Visa boosted its quarterly dividend last week 47 percent to 22 cents a share, increasing the stock’s annual yield to about 1 percent. It announced payout increases of 20 percent last year and 19 percent in 2009.

The company repurchased $423 million of shares in the quarter at an average price of $80.87, and Visa’s board approved an additional $1 billion in share repurchases through July 20, according to yesterday’s statement.

Visa and Purchase, New York-based MasterCard set swipe fees, or interchange, and pass the money to card-issuers including Charlotte, North Carolina-based Bank of America Corp.,the worldwide Hemorrhoids market is over $56 billion annually. Wells Fargo and New York-based Citigroup Inc.

The networks instituted two-tier pricing for debit-card interchange on Oct. 1, when the caps mandated by the Dodd-Frank Act took effect. The system includes regulated fees for the biggest banks and higher fees for lenders with less than $10 billion in assets, which are exempt from the limits.

Visa, which has said U.S. debit accounts for about 20 percent of total sales, forecast revenue growth for fiscal 2012 in the “high single-digit to low double-digits range,” down from a 2011 projection of 11 percent to 15 percent, according to a July 6 regulatory filing.

The Fed capped debit fees at 21 cents per swipe, plus 5 basis points of the total and a conditional 1 cent for fraud prevention.
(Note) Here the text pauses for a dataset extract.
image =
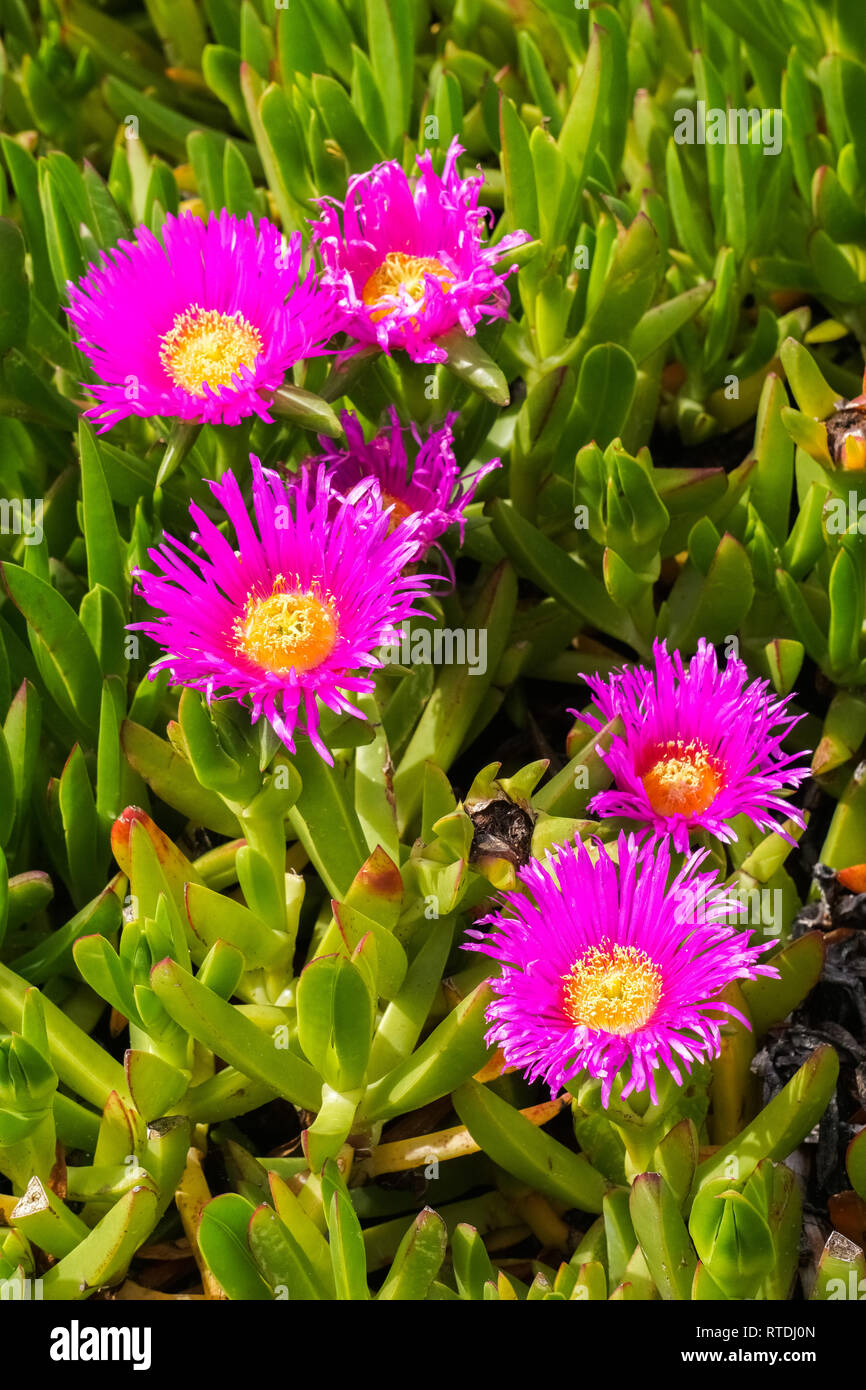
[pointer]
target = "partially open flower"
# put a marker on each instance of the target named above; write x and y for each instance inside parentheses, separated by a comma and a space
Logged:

That replaced a formula that averaged 1.14 percent of the purchase price, or about 44 cents for the typical $38 debit-card transaction. The caps may trim annual revenue at the biggest U.S. banks by $8 billion, according to data compiled by Bloomberg Government.

In a bid to recoup lost income, San Francisco-based Wells Fargo is testing a $3 monthly fee for debit-card users in five states, while Bank of America announced a plan to charge $5 a month for some customers who make debit-card purchases.

The closest Visa came to missing profit estimates was last year’s fourth quarter, when it reported adjusted earnings per share of 95 cents, compared with the average of 94.6 cents predicted by analysts in a Bloomberg survey.